China Is Behind A Decade Of Hacks On Software Companies

Researchers say Chinese intelligence officers are behind almost a decade's worth of network intrusions that use advanced malware to penetrate software and gaming companies in the US, Europe, Russia, and elsewhere. 

The hackers have struck as recently as March in a campaign that used phishing emails in an attempt to access corporate-sensitive Office 365 and Gmail accounts. In the process, they made serious operational security errors that revealed key information about their targets and possible location.

Researchers from various security organisations have used a variety of names to assign responsibility for the hacks, including LEAD, BARIUM, Wicked Panda, GREF, PassCV, Axiom, and Winnti. 

In many cases, the researchers assumed the groups were distinct and unaffiliated. According to a 49-page report published recently, all of the attacks are the work of Chinese government's intelligence apparatus, which the report's authors dub the Winnti Umbrella. 

Researchers from 401TRG, the threat research and analysis team at security company ProtectWise, based the attribution on common network infrastructure, tactics, techniques, and procedures used in the attacks as well as operational security mistakes that revealed the possible location of individual members.

A Decade of Hacks
Attacks associated with Winnti Umbrella have been active since at least 2009 and possibly date back to 2007. In 2013, antivirus company Kaspersky Lab reported that hackers using computers with Chinese and Korean language configurations used a backdoor dubbed Winnti to infect more than 30 online video game companies over the previous four years. 
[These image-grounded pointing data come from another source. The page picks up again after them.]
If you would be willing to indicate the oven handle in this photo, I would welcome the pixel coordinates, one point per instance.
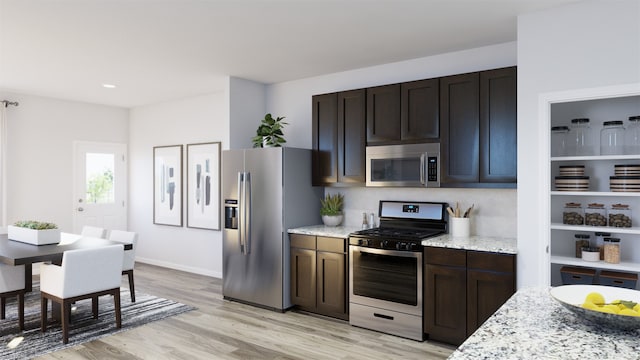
(362, 249)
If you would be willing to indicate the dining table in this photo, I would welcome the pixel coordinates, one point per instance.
(14, 252)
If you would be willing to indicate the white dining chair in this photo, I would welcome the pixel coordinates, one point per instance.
(12, 283)
(93, 231)
(127, 237)
(83, 274)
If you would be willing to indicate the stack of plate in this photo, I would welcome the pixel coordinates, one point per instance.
(572, 179)
(626, 179)
(572, 170)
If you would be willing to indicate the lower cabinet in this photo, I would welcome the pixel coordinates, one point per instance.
(463, 288)
(319, 275)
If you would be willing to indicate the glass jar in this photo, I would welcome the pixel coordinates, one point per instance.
(572, 214)
(620, 215)
(632, 136)
(600, 242)
(612, 138)
(595, 215)
(582, 241)
(559, 139)
(612, 250)
(582, 137)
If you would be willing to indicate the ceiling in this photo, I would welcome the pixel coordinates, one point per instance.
(160, 50)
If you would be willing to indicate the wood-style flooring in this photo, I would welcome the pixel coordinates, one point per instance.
(221, 329)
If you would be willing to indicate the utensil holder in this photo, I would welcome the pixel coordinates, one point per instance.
(460, 227)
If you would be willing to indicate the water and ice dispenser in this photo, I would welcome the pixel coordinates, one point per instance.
(230, 214)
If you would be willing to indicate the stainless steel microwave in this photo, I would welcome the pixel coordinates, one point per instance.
(411, 165)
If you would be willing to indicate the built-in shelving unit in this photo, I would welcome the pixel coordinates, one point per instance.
(562, 246)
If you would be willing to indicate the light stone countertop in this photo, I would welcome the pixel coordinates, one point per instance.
(322, 230)
(478, 243)
(532, 325)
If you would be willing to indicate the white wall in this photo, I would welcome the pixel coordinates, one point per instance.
(193, 120)
(496, 209)
(41, 132)
(246, 110)
(585, 45)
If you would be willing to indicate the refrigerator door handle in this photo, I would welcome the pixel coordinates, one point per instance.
(244, 218)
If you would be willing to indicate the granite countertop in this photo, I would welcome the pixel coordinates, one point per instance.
(479, 243)
(322, 230)
(532, 325)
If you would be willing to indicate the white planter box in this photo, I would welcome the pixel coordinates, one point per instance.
(34, 237)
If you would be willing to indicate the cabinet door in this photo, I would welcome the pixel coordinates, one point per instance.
(498, 126)
(351, 137)
(331, 284)
(419, 111)
(460, 131)
(486, 292)
(325, 139)
(383, 114)
(303, 278)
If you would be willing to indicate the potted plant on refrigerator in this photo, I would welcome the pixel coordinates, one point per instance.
(269, 133)
(331, 209)
(34, 232)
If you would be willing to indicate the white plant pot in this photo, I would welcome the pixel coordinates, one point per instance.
(332, 220)
(33, 237)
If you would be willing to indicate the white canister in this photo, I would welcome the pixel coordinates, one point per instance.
(460, 226)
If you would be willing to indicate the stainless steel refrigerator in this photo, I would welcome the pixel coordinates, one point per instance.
(266, 191)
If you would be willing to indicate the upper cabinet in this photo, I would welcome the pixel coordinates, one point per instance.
(473, 116)
(339, 138)
(479, 128)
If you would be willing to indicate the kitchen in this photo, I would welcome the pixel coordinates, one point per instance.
(500, 212)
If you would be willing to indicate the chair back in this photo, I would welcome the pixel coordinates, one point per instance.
(92, 231)
(85, 271)
(126, 237)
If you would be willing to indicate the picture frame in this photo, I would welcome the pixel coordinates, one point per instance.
(167, 185)
(203, 185)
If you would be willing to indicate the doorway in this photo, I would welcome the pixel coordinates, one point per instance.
(100, 185)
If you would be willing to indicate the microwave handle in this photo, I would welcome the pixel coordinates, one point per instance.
(423, 167)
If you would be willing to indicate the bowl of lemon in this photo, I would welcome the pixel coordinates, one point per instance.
(603, 305)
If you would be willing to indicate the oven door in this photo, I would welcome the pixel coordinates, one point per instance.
(386, 279)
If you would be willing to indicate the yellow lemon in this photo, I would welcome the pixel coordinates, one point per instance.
(628, 312)
(605, 310)
(589, 305)
(595, 298)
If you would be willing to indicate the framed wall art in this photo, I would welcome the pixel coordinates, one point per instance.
(203, 185)
(167, 185)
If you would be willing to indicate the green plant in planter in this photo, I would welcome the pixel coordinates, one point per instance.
(35, 225)
(269, 133)
(332, 205)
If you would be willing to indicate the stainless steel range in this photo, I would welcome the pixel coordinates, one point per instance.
(385, 267)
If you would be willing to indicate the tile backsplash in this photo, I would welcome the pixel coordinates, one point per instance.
(494, 212)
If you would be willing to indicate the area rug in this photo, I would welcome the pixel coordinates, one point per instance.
(146, 309)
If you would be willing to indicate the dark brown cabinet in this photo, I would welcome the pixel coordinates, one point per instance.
(319, 275)
(478, 128)
(339, 138)
(463, 289)
(445, 315)
(403, 113)
(383, 114)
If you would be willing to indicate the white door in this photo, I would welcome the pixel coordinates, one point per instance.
(100, 185)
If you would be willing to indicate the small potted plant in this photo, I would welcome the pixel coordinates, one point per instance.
(269, 133)
(331, 209)
(34, 232)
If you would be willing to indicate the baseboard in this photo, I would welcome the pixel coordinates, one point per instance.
(180, 267)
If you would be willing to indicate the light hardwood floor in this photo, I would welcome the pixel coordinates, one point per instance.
(221, 329)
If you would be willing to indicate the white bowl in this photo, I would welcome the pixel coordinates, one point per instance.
(572, 297)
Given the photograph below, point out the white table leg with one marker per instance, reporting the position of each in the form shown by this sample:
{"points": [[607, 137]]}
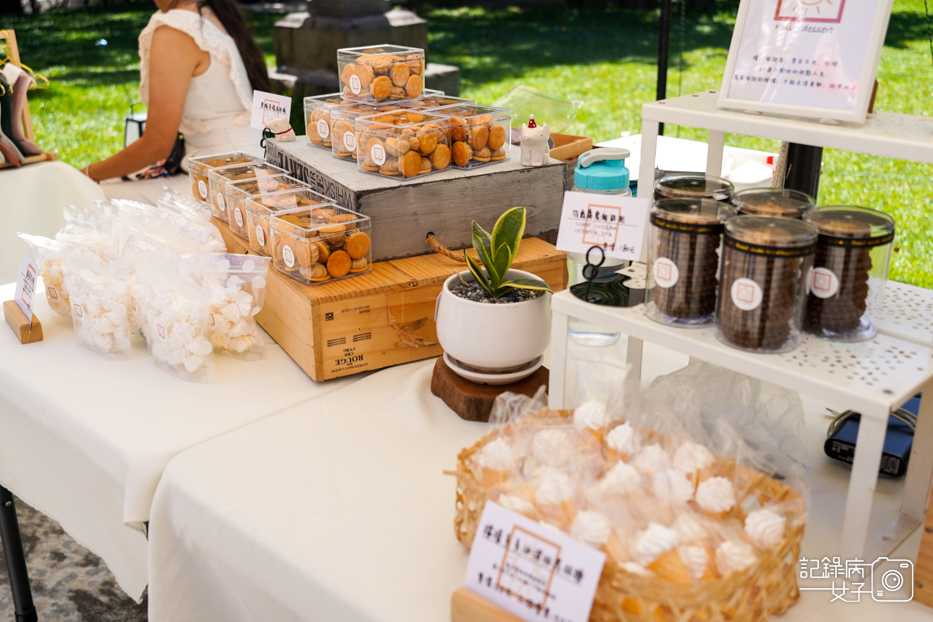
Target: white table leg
{"points": [[717, 142], [558, 371], [864, 476]]}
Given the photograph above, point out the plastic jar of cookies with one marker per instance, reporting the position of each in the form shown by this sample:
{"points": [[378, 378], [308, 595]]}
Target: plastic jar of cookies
{"points": [[218, 179], [693, 187], [850, 267], [237, 193], [762, 283], [380, 73], [403, 144], [683, 260], [319, 244], [773, 202], [198, 169], [260, 208], [318, 118], [478, 134]]}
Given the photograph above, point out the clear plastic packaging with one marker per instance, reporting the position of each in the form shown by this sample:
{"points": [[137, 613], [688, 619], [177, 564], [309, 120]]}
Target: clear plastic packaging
{"points": [[259, 210], [850, 267], [318, 118], [178, 322], [99, 299], [239, 192], [381, 72], [318, 244], [765, 261], [218, 179], [403, 144], [773, 202], [683, 260], [479, 135], [48, 254], [343, 119], [693, 187], [199, 167], [236, 286]]}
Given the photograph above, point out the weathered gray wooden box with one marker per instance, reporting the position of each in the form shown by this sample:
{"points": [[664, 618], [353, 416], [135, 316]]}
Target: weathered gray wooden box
{"points": [[404, 212]]}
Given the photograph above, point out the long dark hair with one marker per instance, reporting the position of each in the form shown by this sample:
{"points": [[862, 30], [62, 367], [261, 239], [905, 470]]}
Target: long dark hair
{"points": [[229, 15]]}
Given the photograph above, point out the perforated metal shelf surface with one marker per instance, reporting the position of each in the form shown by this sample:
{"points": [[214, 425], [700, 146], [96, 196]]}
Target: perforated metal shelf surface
{"points": [[907, 313], [878, 375], [900, 136]]}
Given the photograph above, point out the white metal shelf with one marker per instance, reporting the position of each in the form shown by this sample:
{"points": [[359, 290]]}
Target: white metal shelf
{"points": [[872, 377]]}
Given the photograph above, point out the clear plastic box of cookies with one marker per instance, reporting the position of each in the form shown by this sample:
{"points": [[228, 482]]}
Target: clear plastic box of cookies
{"points": [[260, 208], [200, 166], [238, 192], [402, 144], [218, 179], [479, 135], [320, 244], [318, 120], [381, 73]]}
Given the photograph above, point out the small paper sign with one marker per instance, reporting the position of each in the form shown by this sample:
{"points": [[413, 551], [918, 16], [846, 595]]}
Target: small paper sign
{"points": [[532, 570], [26, 285], [615, 223], [268, 106]]}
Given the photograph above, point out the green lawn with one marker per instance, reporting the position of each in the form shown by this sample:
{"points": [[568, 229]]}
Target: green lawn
{"points": [[601, 55]]}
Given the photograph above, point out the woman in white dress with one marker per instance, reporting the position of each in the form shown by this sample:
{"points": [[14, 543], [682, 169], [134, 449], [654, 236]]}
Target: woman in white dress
{"points": [[198, 68]]}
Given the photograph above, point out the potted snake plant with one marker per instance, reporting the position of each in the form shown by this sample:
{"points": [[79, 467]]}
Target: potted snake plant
{"points": [[493, 320]]}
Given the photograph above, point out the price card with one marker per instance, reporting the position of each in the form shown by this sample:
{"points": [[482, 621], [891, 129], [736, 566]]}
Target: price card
{"points": [[268, 106], [26, 285], [615, 223], [532, 570]]}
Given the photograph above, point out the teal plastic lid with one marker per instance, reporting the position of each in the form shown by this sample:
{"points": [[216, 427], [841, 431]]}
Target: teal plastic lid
{"points": [[602, 169]]}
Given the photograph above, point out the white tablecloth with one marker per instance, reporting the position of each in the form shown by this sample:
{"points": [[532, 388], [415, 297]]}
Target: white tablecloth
{"points": [[31, 200], [342, 513], [85, 440]]}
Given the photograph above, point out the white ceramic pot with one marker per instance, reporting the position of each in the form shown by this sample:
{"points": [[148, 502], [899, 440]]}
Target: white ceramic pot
{"points": [[492, 336]]}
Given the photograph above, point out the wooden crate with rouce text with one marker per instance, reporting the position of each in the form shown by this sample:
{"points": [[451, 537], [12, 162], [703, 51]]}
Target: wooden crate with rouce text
{"points": [[374, 320]]}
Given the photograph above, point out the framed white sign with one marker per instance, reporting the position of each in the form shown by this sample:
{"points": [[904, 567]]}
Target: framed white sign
{"points": [[805, 58]]}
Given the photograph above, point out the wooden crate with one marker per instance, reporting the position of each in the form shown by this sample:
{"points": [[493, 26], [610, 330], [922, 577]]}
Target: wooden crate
{"points": [[374, 320], [404, 212]]}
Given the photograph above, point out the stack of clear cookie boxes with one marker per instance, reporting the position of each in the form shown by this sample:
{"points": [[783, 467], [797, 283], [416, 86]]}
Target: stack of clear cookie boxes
{"points": [[319, 244]]}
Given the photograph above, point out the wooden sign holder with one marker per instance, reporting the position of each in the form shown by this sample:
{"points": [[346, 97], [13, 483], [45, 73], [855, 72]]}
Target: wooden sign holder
{"points": [[8, 43], [25, 331]]}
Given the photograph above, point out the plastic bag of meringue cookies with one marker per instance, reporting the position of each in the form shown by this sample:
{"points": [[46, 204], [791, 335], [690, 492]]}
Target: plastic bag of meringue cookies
{"points": [[693, 528]]}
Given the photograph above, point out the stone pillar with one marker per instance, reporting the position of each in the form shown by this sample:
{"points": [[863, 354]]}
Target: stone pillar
{"points": [[306, 44]]}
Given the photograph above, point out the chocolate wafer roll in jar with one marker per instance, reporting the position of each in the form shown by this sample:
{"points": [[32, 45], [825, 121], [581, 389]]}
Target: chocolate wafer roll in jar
{"points": [[773, 202], [765, 261], [683, 260], [693, 187], [850, 267]]}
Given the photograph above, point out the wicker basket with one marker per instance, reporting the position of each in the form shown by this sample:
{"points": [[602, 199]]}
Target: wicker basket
{"points": [[769, 587]]}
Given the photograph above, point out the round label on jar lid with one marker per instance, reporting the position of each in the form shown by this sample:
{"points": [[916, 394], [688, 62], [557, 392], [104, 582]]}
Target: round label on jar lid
{"points": [[822, 282], [746, 294], [378, 154], [665, 272], [355, 85]]}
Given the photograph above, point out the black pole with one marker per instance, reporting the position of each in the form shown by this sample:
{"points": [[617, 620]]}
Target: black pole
{"points": [[802, 168], [23, 606], [664, 39]]}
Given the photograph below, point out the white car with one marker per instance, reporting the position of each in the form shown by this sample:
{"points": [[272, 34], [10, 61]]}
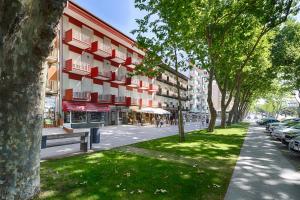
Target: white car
{"points": [[295, 144], [283, 124], [280, 131]]}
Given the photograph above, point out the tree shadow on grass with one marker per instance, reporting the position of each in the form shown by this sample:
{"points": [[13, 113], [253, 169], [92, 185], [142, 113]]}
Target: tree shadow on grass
{"points": [[115, 175]]}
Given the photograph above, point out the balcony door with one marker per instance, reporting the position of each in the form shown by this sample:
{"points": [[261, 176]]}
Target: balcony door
{"points": [[87, 59], [86, 85]]}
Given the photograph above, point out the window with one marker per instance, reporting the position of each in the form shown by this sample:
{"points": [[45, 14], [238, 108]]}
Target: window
{"points": [[78, 117], [67, 117], [96, 117]]}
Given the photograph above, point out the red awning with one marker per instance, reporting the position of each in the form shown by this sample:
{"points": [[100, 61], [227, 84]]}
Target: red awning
{"points": [[83, 106]]}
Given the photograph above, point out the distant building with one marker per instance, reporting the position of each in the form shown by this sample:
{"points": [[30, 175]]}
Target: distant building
{"points": [[198, 92], [167, 91]]}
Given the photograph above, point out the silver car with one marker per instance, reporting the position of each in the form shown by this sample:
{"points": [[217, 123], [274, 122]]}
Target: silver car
{"points": [[291, 133], [295, 144]]}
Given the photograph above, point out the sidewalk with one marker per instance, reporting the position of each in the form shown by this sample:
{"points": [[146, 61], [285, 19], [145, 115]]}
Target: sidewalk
{"points": [[115, 136], [262, 172]]}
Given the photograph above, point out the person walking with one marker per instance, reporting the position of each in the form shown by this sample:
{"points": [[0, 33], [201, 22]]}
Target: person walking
{"points": [[161, 122], [203, 121], [207, 120], [157, 121]]}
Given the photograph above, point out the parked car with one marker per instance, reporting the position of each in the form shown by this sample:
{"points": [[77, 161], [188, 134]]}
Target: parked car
{"points": [[290, 133], [295, 144], [278, 132], [284, 123], [266, 121]]}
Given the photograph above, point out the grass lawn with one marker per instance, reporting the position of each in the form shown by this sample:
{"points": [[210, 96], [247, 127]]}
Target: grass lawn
{"points": [[118, 175]]}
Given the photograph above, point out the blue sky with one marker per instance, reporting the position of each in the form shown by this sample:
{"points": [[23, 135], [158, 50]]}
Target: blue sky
{"points": [[121, 14]]}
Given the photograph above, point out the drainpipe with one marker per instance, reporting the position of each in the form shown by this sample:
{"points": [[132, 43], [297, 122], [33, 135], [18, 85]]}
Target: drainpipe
{"points": [[60, 68]]}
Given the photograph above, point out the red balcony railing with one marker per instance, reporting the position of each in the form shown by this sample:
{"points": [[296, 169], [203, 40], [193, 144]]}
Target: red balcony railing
{"points": [[101, 49], [144, 85], [101, 74], [153, 88], [150, 103], [134, 101], [77, 67], [132, 82], [77, 39], [105, 98], [102, 98], [118, 78], [70, 95], [118, 56], [132, 62], [51, 86], [122, 100]]}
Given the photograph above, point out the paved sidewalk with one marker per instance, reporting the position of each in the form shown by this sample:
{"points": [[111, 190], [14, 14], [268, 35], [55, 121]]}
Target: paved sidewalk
{"points": [[262, 172], [116, 136]]}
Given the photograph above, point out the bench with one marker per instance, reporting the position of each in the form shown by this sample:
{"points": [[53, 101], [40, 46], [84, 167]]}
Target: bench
{"points": [[82, 135]]}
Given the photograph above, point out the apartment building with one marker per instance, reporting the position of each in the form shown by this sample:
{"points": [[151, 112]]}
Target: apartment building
{"points": [[197, 93], [88, 78], [167, 91]]}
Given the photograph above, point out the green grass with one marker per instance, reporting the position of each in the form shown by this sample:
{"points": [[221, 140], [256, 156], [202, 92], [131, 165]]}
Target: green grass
{"points": [[116, 175]]}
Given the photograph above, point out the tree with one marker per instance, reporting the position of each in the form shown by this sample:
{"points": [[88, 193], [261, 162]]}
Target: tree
{"points": [[163, 48], [286, 56], [26, 32], [206, 28]]}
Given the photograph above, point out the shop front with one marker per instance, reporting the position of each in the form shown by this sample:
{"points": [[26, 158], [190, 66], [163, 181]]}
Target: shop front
{"points": [[146, 115], [50, 114], [118, 115], [84, 114]]}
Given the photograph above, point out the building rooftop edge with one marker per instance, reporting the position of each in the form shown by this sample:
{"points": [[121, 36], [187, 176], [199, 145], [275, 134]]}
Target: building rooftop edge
{"points": [[102, 21]]}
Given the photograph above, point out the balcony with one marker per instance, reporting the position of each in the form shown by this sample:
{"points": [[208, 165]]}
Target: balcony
{"points": [[70, 95], [77, 39], [101, 49], [106, 98], [133, 82], [144, 103], [51, 87], [153, 88], [144, 85], [118, 56], [102, 98], [118, 78], [101, 74], [122, 100], [77, 67], [52, 57], [132, 62], [155, 104], [134, 101]]}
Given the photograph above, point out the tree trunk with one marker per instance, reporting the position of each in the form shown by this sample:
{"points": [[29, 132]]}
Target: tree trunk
{"points": [[213, 112], [223, 110], [25, 39], [230, 116], [298, 110], [180, 117]]}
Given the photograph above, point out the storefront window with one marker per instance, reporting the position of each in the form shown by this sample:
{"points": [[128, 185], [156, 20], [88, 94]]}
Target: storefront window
{"points": [[67, 117], [49, 111], [78, 117], [96, 117]]}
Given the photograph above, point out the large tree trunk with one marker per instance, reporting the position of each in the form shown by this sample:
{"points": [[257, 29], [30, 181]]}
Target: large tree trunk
{"points": [[26, 32], [223, 110], [180, 117], [212, 110], [230, 116]]}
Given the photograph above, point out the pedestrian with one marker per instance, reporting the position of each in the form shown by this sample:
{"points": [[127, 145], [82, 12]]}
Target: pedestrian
{"points": [[207, 120], [157, 121], [203, 121], [161, 122]]}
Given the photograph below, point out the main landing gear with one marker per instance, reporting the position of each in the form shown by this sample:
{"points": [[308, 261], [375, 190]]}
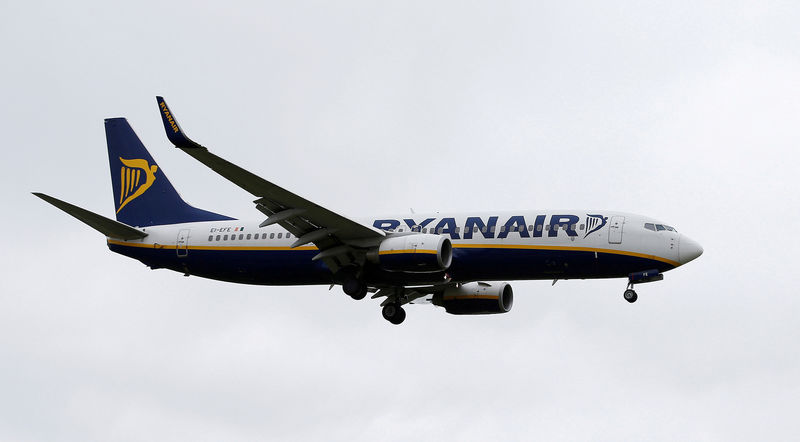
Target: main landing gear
{"points": [[394, 313], [630, 295], [355, 288]]}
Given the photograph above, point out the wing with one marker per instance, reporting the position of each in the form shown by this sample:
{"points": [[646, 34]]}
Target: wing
{"points": [[342, 242]]}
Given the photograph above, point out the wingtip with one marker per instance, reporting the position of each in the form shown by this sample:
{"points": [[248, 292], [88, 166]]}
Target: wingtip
{"points": [[174, 132]]}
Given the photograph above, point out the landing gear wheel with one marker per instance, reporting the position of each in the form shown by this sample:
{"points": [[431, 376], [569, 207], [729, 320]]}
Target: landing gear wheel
{"points": [[354, 288], [394, 313]]}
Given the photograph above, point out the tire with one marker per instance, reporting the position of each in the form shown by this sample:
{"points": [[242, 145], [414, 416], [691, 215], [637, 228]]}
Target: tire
{"points": [[389, 310], [353, 287], [361, 294], [399, 316]]}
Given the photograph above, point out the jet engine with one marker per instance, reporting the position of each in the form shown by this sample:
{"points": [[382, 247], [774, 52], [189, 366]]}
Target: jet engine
{"points": [[476, 298], [415, 253]]}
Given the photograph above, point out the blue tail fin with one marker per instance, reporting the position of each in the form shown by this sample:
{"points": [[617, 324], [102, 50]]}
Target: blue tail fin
{"points": [[143, 196]]}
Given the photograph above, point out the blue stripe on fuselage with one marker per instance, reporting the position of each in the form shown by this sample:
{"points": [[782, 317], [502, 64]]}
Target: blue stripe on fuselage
{"points": [[295, 267]]}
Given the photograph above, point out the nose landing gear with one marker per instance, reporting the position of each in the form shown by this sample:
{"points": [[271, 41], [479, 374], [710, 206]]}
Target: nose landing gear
{"points": [[394, 313], [630, 295]]}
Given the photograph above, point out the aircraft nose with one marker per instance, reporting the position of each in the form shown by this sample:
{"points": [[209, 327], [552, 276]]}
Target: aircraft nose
{"points": [[688, 250]]}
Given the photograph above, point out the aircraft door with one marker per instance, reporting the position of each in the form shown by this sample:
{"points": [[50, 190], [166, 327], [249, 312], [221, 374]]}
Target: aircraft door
{"points": [[615, 229], [183, 243]]}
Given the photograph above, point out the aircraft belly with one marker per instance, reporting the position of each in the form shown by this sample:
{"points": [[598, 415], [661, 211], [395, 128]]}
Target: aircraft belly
{"points": [[501, 264], [263, 267]]}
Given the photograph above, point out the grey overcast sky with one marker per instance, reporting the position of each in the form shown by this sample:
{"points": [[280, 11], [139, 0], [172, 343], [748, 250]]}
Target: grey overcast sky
{"points": [[684, 111]]}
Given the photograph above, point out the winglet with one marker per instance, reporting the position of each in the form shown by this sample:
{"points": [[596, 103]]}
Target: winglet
{"points": [[174, 132]]}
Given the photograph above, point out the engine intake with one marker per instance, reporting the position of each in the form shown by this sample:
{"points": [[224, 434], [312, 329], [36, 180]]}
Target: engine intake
{"points": [[415, 253], [476, 298]]}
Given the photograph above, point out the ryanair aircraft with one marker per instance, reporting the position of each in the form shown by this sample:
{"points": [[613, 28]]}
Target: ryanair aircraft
{"points": [[440, 259]]}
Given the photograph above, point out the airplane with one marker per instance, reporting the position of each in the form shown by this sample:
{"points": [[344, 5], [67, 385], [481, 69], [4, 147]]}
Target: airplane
{"points": [[452, 260]]}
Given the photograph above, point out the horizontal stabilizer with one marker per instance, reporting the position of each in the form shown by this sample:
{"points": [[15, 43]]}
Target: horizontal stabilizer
{"points": [[106, 226]]}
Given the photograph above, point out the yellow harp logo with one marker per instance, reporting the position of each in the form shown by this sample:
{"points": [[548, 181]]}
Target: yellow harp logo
{"points": [[131, 185]]}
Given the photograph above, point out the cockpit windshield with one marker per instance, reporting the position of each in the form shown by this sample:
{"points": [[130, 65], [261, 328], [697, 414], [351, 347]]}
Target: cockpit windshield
{"points": [[659, 227]]}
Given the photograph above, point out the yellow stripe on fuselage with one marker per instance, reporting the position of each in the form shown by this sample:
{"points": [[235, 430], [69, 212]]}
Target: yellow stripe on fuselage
{"points": [[173, 246], [388, 252], [566, 249], [450, 298]]}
The attackers used their unauthorised access to obtain digital certificates that were later exploited to sign malware used in campaigns targeting other industries and political activists.

Also in 2013, security firm Symantec reported on a hacking group dubbed Hidden Linx that was behind attacks on more than 100 organizations, including the high-profile 2012 intrusion that stole the crypto key from Bit9 and used it to infect at least three of the security company's customers.

In later years, security organisations Novetta, Cylance, Trend Micro, Citizen Lab, and ProtectWise issued reports on various Winnti Umbrella campaigns. One campaign involved the high-profile network breaches that hit Google and 34 other companies in 2010.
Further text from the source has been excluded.